Leaders in China almost immediately expressed outrage Thursday at a new report indicating the U.S. has secretly stationed forces on Taiwan in an attempt to bolster the island nation’s defenses against the increasing likelihood of an attack from the mainland.
The Wall Street Journal first reported that a small unit of special operations forces have been based in Taiwan for at least a year to train local military forces – a move China has previously said would violate contentious agreements between Washington and Beijing that have maintained a fragile security understanding regarding Taiwan for decades. Asian outlets first reported last year the possible presence of Marines there.

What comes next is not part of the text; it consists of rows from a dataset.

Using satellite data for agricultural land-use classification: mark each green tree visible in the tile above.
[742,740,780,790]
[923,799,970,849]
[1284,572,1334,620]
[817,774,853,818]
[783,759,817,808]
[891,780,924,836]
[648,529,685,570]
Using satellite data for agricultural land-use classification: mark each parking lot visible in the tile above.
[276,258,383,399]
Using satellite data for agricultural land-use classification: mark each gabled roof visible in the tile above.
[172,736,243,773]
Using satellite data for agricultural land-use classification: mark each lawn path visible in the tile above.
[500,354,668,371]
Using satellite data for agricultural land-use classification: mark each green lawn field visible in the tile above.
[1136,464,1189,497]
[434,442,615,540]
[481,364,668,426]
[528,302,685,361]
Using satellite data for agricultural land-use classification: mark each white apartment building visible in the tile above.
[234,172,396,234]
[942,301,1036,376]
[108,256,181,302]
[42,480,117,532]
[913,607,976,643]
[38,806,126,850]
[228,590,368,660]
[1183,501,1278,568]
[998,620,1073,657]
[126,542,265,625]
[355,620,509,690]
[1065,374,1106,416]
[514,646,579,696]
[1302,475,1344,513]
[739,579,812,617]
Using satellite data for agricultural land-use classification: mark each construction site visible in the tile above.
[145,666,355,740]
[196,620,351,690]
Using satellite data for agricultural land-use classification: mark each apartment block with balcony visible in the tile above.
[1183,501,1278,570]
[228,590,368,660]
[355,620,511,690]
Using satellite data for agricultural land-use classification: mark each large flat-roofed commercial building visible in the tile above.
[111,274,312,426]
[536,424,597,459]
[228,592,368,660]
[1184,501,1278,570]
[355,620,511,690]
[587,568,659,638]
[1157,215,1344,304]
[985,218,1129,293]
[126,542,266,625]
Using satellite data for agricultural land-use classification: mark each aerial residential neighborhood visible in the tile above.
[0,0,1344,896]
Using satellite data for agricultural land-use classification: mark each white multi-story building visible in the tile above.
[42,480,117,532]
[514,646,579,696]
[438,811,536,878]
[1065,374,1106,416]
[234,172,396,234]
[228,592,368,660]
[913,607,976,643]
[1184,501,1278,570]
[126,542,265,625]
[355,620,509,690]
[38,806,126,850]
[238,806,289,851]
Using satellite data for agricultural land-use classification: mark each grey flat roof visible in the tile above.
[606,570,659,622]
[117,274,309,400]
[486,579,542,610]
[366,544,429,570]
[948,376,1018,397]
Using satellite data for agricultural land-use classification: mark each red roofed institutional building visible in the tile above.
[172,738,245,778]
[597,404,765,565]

“Why just two dozen members? Why secretly? The US should send 240 servicemen publicly, in US military uniform, and make public where they are stationed,” Hu Xijin, the editor in chief of China’s English language Global Times, considered a mouthpiece of the Chinese Communist Party, wrote in a tweet accompanying the Journal’s article. He added of China’s military, “See whether the PLA will launch a targeted air strike to eliminate those US invaders!”
China has previously indicated it would retaliate swiftly and immediately to any indication the U.S. had deployed military forces to Taiwan. When Sen. John Cornyn, Texas Republican, claimed without explanation in August that the U.S. had roughly 30,000 forces on Taiwan, state news in Beijing fired back that, if true, the Chinese military would “crush them by force.”
What have previously been downplayed as idle threats have taken on new potency in recent days, following China’s steady deployment of aircraft into Taiwan’s air defense zone on an unprecedented scale. Dozens of warplanes entered Taiwanese Air Defense Identification Zone – technically outside the island’s self-described airspace – on Friday and Saturday, the date of China’s annual celebration marking the founding of the Chinese Communist Party, followed by more than 50 on Monday, almost doubling the scale of its largest previous provocation in June.
The latest round of threats comes at a particularly contentious time for relations between China and the U.S., which in many ways have arrived at an all time low following the combative economic and diplomatic policies of the Trump administration and Beijing’s increased aggressiveness in recent months. U.S. defense officials earlier this year warned that China may try to invade Taiwan in as little as six years, seizing territory it claims as a renegade province of the mainland. Pentagon planners have begun referring to the island as “Fortress Taiwan.”
Since the latest aerial incursions, Taiwan’s defense minister, Chiu Kuo-cheng, has said a full-scale attack may now come as soon as 2025.
It was not immediately clear whether the latest news would affect some signs of thawing in relations between the Biden administration and President Xi Jinping’s government. Jake Sullivan, the national security adviser, met with his Chinese counterparts in Zurich, Switzerland earlier this week, their first gathering since tense talks in Anchorage, Alaska in March.
Beijing subsequently described the latest talks as “productive” and said they “can bear fruits.”
President Joe Biden announced this week he had agreed to a virtual meeting with Xi before the end of the year.